A while back I remember also asking Mick Cochrane why he writes so much about sports; in his case, it’s also baseball. His answer was, that “I felt permission to write about sports, because Thoreau writes about beans. Melville writes about whales. Poe writes about a bird. So why not me and baseball?”

When I asked him to expand on that, Cochrane said that"...all writers seek dense, complex material over which they have some authority" and that "all writers would probably be wise to engage their obsessive loves, whatever they might be."

In some ways both writers are talking about the same two things: permission and obsession.

I’ve since come around to thinking that a big reason why we repeat ourselves is that the things we write about are governed more by matters of sensibility (and intent) than they are by a predetermined design. In my own case, it means giving myself the permission to follow my obsessions, whatever those might be.
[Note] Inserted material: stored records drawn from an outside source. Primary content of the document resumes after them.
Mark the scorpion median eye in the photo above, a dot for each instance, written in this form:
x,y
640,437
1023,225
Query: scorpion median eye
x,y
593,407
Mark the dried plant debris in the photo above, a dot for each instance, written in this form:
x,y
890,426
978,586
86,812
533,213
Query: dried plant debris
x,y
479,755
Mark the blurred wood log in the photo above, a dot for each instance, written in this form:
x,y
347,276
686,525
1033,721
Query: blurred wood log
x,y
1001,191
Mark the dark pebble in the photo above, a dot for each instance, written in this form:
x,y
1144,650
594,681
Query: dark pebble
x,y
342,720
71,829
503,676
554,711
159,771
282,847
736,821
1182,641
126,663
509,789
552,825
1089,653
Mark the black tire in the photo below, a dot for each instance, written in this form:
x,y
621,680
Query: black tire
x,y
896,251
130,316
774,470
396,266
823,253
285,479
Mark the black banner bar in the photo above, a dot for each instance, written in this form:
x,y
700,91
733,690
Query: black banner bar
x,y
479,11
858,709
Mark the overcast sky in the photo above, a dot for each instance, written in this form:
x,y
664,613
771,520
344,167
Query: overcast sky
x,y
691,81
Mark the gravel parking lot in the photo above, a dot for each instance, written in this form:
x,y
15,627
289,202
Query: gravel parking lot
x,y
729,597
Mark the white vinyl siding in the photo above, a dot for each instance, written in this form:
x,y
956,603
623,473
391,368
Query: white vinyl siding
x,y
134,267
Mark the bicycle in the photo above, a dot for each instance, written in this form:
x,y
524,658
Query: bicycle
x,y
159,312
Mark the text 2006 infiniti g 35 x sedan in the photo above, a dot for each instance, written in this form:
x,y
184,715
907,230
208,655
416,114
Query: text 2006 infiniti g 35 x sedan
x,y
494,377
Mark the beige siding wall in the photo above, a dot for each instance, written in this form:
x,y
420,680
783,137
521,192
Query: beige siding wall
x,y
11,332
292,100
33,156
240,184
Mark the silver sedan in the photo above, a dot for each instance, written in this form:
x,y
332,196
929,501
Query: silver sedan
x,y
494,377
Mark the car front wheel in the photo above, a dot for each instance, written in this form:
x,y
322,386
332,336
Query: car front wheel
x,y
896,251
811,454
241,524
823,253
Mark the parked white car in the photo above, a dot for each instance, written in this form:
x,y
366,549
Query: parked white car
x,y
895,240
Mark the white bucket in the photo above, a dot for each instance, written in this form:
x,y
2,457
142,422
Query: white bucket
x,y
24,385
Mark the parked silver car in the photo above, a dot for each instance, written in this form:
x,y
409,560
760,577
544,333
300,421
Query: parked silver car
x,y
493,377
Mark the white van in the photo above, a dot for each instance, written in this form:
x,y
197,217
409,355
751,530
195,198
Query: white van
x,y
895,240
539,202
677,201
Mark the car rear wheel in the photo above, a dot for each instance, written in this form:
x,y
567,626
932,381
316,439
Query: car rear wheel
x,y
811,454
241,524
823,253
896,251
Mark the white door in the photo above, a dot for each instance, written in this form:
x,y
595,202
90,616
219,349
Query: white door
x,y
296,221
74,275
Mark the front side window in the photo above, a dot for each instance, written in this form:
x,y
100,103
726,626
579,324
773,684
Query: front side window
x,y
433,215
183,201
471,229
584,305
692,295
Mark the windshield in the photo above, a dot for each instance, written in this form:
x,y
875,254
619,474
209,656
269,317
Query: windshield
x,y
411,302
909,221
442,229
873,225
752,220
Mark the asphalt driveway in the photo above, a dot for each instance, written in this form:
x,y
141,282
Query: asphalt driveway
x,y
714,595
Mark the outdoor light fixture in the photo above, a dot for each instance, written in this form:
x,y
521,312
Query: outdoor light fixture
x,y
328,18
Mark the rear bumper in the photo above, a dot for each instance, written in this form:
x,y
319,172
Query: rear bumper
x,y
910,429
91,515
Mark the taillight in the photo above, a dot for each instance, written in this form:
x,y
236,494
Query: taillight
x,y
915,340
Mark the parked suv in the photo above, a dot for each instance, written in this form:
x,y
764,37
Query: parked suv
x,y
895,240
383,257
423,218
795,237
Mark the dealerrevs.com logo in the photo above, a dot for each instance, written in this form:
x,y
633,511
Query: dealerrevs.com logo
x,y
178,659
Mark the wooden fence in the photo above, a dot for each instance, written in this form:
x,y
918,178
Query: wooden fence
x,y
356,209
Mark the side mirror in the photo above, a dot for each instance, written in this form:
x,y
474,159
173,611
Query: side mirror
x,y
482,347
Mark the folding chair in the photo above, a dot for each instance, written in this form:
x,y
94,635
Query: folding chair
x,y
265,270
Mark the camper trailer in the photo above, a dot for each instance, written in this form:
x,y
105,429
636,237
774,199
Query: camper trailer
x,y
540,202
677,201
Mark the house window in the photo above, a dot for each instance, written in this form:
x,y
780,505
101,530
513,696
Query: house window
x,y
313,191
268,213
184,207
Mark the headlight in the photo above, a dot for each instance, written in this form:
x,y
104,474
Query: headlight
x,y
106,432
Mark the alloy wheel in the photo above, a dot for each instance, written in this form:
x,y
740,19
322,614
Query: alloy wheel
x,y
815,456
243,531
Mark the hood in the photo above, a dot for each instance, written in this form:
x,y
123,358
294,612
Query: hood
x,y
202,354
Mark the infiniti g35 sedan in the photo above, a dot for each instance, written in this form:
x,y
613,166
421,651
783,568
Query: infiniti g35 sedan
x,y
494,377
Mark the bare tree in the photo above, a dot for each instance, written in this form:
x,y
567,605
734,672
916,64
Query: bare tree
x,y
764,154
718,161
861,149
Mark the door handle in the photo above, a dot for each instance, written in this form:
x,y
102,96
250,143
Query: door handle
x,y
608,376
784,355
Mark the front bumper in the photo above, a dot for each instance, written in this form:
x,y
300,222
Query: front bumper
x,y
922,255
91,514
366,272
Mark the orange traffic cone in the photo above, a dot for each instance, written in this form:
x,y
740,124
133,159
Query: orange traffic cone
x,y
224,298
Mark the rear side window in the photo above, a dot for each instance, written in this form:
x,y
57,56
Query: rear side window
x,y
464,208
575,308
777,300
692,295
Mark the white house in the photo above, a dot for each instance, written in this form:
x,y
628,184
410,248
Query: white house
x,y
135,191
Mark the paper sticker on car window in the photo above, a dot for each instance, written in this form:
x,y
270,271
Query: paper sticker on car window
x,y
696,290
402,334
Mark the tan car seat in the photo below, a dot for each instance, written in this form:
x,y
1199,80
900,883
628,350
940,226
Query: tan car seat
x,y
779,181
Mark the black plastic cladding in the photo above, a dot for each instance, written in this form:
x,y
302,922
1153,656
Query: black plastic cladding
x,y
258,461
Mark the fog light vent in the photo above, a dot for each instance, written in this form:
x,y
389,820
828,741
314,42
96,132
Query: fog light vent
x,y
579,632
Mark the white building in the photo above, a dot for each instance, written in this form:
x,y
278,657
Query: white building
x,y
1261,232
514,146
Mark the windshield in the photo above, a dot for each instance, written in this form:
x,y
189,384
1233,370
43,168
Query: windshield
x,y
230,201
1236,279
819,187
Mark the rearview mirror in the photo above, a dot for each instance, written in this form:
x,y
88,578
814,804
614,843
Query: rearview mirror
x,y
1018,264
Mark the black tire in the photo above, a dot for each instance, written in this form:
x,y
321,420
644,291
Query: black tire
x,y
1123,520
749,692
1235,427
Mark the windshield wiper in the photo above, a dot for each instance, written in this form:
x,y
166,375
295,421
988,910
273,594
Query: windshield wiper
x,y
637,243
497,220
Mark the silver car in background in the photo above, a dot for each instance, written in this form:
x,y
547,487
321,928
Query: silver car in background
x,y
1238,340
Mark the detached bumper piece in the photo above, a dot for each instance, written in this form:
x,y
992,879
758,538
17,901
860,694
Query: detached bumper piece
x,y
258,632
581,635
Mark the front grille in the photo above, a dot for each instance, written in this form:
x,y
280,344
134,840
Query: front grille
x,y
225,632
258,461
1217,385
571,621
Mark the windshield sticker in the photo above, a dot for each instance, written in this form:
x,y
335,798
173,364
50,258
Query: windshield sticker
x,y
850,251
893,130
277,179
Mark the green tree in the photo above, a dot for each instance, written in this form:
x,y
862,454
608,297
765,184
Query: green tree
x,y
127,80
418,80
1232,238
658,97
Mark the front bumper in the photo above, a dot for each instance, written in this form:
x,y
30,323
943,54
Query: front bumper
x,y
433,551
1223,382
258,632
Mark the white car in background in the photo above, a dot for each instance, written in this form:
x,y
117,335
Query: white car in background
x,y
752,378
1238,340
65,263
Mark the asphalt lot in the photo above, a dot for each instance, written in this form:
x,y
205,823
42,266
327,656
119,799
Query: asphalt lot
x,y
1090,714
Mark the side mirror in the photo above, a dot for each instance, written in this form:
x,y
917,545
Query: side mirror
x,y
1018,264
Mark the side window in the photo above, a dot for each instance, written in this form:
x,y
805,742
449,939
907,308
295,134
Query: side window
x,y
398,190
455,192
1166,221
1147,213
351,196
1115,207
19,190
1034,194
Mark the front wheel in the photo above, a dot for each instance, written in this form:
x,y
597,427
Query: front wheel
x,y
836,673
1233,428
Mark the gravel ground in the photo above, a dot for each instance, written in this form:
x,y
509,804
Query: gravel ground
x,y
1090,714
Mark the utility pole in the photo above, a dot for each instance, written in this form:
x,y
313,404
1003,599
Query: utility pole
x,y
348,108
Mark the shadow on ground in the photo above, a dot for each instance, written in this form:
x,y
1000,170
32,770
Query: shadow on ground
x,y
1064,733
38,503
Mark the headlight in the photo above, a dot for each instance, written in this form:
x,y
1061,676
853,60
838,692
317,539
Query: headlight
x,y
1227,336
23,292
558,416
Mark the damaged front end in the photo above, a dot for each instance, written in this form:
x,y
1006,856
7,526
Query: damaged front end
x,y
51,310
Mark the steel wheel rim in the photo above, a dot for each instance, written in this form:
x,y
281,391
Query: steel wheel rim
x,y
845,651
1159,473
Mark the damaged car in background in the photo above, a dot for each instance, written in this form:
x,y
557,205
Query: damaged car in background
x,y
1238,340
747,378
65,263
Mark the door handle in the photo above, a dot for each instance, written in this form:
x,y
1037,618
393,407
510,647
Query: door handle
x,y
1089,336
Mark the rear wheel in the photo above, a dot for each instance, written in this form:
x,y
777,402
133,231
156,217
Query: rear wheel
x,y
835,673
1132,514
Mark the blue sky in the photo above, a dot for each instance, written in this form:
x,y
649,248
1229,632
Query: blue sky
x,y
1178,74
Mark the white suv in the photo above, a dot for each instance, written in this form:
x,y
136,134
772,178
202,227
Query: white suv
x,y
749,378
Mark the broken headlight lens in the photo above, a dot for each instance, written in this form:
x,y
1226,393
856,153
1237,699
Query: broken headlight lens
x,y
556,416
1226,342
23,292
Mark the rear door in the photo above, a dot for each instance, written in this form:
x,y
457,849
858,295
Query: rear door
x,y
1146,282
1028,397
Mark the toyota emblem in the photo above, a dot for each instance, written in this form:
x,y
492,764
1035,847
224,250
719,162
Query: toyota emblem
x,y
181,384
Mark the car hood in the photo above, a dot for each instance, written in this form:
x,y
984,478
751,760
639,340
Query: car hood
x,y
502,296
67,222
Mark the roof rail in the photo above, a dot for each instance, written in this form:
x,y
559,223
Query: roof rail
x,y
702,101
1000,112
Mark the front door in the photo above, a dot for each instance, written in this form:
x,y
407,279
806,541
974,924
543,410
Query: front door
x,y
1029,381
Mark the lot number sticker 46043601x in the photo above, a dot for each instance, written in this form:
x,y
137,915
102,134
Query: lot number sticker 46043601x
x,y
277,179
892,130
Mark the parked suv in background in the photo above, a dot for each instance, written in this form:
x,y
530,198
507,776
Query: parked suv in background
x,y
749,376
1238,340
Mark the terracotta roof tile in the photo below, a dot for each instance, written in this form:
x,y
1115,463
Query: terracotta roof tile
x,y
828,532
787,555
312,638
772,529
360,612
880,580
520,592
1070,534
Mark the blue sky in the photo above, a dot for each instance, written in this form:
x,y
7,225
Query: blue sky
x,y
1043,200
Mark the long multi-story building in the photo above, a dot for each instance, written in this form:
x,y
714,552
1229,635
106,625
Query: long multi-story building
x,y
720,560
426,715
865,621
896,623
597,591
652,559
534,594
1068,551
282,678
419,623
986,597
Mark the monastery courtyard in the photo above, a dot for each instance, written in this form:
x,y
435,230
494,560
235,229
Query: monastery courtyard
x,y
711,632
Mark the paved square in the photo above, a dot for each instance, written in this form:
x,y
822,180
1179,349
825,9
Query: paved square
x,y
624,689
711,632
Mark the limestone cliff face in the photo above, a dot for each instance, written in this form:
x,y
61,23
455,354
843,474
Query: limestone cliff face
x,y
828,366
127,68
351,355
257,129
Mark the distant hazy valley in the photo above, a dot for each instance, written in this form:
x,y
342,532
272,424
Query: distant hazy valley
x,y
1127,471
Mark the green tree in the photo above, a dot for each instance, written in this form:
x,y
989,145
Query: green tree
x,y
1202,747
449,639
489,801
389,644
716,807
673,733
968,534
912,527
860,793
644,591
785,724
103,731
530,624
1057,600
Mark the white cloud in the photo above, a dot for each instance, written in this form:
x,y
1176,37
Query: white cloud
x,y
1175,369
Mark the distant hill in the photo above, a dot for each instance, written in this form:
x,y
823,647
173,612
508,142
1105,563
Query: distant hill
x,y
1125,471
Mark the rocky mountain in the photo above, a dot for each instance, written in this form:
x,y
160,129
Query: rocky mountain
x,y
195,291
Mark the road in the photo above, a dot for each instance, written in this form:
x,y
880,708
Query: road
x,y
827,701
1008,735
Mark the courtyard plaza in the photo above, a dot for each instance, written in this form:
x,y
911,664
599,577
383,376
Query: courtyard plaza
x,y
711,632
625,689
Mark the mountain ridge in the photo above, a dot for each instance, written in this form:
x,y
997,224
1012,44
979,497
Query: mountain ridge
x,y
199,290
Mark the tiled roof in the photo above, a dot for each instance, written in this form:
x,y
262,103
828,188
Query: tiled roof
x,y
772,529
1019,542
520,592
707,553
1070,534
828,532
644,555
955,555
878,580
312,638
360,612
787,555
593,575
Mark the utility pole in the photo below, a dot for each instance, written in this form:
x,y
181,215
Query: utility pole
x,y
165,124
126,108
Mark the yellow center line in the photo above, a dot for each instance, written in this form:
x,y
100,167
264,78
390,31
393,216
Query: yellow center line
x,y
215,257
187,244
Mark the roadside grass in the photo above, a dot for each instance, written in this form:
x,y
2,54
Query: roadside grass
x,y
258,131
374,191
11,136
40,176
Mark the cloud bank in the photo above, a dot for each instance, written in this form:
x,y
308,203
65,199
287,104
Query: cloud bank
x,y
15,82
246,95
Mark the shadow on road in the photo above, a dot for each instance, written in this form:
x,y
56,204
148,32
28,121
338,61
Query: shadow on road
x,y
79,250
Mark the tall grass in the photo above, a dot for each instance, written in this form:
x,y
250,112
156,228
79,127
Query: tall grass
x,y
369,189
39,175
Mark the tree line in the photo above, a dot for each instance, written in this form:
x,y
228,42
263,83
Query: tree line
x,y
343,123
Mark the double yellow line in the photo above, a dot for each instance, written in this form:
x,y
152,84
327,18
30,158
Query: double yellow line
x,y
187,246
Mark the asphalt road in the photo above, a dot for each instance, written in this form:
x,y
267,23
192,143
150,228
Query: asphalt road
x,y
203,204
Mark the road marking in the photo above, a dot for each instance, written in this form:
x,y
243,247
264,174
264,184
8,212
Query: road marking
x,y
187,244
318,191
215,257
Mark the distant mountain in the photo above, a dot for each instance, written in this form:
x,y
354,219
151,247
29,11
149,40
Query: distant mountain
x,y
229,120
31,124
It’s another version of “follow the writing where it takes you,” something I also try to tell my students. And, at the same time, it’s advice I need to keep reminding myself about.
*
Recently, just after I’d convinced myself (voluntarily, this time) that I was finally done writing about baseball, an incident came up that, unavoidably, necessitated my having to include baseball in a piece I was working on. And that’s when I began to think, that, maybe, just maybe, baseball wasn’t quite yet done with me.


Ever since I was a kid, baseball and writing have been twin passions, obsessions really, which for generations had run parallel to one another. In my mid-fifties, when I started to write about baseball, those twin passions merged. And I have to admit that many of my most vital, compelling writings have incorporated at least some aspect(s) of that game.

In some instances, mostly in works of journalism, I use baseball as a subject or a topic. But in others, personal essays and memoirs, it becomes a lens my narrator(s) look through in order to better articulate and comprehended certain conflicts and confusions they couldn’t have understood by any other means.
And in still other instances, baseball becomes the raw material for shaping a given work, something Annie Dillard describes as “fashioning a text.”
*
So ok, here’s what I think now.

As I’ve said, I’m primarily a personal essayist/memoirist; so naturally I write frequently about matters of identity and self. And the predominant, recurrent, question in my work seems to be this: how did that young kid, that adolescent boy who grew up in New York as an obsessive lover of baseball and books--how did he evolve--for better or worse--into the adult teacher-writer he is today?

We all know, of course, that this is basically an unanswerable question. But the memoirist in me realizes that it’s rich material to work with, an intriguing challenge on which to speculate.

So then, whether it’s about repeating things like dance or baseball; or reusing island-like settings; or revisiting recurrent themes, like dream and disillusion, we writers are, I believe, compelled by our very natures and predispositions to search for ways that permit us to try to make sense, even to make meaning, out of the chaos and confusions that are so much a part of our individual and collective lives.

And isn’t this, after all, what all writers--novelists, poets, essayists, memoirists, journalists, you name it—--is this not what we all aspire to achieve?